Wednesday, February 28th, 2007

Local interest soapbox borefest: vacant shops

302 words

This story from the Leamington Courier, about vacant shops in Leamington got my attention. Bath Street is on our walk into the town centre, and the vacant commercial properties are conspicuous and long-standing. Regent Street ought to be a high-end commercial street, and the the vacant properties on the East end do let it down. There are also empty shops on Clemens St, less central to town, but intended to be a commercial zone.

Some of the reasoning in the article seems wrong-headed though. One shopkeeper things landlords should be penalised for not letting their shops. Surely, they are already penalised in that they are forefeiting an income for the property?

Another tradesman blames supermarkets and the Internet. While these might provide competition for smaller shops, people still enjoy poking around at physical objects: bricks and mortar shopping is not dead by any means.

“Competition from coffee shops” is blamed. I’m afraid I’m unable to follow that particular argument. Surely coffee shops help, by attracting people to town and taking up property?

To me this appears to be a market driven economy with some sort of spanner in the works. Surely, if the rent and bills were set at an appropriate level, then tenants would be forthcoming? Either the rents are set too high, or the true value of the properties is not apparent to potential tenants.

It’s a well known part of the theory of market economics that markets self-balance only when you have a perfect flow of information — something you never get in real life because of delays, because of propogation delays, secrecy, spin etc. When a market isn’t working, you have to regulate to compensate, or unblock the information flow that’s causing the problem.

I can only speculate about the causes for this one. Maybe the estate agents are giving inappropriately high valuations?

3 Responses to “Local interest soapbox borefest: vacant shops”

  1. Sean Says:

    I can understand supermarkets being a big problem. You can get books, CDs, DVDs, stationery, home electrical goods, newspapers and magazines, cards - almost everything. They just cream off the top end of the market and depress prices for products, as they have with CDs and books. That makes it much harder for specialists to survive - a bookshop needs to be able to sell popular books competitively to get people through the doors to buy the specialist books.

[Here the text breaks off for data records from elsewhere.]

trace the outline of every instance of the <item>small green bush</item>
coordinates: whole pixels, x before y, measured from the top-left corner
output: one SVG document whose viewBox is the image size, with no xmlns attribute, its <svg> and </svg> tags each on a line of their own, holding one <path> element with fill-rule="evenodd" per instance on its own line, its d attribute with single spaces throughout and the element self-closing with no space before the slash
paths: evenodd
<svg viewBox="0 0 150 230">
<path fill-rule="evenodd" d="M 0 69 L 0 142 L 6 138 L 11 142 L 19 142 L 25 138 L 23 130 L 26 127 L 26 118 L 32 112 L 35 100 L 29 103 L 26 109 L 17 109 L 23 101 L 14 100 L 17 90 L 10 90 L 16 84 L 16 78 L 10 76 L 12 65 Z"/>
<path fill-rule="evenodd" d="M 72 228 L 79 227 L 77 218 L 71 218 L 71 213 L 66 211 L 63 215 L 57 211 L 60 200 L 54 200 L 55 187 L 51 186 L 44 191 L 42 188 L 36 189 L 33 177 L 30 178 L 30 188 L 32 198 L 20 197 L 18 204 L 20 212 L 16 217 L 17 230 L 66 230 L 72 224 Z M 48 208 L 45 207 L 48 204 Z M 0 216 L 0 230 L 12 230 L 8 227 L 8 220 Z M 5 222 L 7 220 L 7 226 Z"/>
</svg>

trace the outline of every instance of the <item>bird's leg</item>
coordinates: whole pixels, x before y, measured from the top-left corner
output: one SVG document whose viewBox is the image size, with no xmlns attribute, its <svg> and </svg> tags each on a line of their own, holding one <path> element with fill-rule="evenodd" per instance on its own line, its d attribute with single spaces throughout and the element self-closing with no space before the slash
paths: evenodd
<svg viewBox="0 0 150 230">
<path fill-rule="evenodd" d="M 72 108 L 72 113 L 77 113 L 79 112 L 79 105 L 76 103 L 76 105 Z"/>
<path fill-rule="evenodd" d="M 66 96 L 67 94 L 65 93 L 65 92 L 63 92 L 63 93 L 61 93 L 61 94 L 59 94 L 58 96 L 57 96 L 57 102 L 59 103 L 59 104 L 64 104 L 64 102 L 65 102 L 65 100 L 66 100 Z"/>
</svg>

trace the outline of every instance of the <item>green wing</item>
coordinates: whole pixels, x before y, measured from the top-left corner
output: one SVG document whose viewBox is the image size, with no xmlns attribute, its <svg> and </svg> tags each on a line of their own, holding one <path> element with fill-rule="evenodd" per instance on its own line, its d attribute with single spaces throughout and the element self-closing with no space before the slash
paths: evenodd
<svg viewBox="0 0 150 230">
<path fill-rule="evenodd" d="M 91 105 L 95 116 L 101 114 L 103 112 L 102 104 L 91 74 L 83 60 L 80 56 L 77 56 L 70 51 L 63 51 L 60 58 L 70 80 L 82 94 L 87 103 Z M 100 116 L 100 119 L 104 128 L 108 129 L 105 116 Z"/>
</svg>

    Talk of forcing landlords to rent properties and fixing the rent at the right price doesn’t reflect the fact that the properties carry a cost, probably including a mortgage cost. Problems occur when the market value of the rent is less than the cost of servicing it. Many landlords will reason it doesn’t make sense to rent it out at a loss, and will prefer to keep it until rents recover or they can sell the property on.

    The problem could also be that there just aren’t any shopkeepers who want to take a gamble on a shop in a depressed part of town. There’s a downward spiral at play here, but it wouldn’t be my first choice of a place to open a new business and big brands won’t go into a dead street either.

  2. John Says:

    But surely renting at a loss is better than maintaining a vacant property at a greater loss?

    In one case, we are talking about a depressed part of town, but Regent St. is a premium location.

  3. Sean Says:

    > But surely renting at a loss is better than maintaining a vacant property at a greater loss?

    I think the most likely reason for keeping it empty is the term of rental contracts. You’re more likely to want to keep the place empty, so you can rent it out at profit or at cost or even sell it on at any time, than commit to a year of making a loss on the property starting now. The past is no indication of future performance.

    Also, tenants cause additional hassle and expense. Normally, that’s covered by the rent profit. But if you’re making a loss on renting the place out, it’s a double whammy to have to meet landlord obligations to fix things when they go wrong. I don’t know what the marginal cost of having a tenant in a property is, but it might tip the balance and make it more hassle than it’s worth to let out properties below the market rate.

    Also, a lot of landlords have the long term goal of recouping their investment on sale, so as long as the property price keeps rising, they’re okay. They’re not making as much profit as they would renting the place out, but they’re not making a cash loss over the longer term.

    I think we’re not used to seeing vacant properties because so many of them get covered up by short-lease charities shops in a deal with the local council. There are probably many more ‘loss making’ properties around than we realise.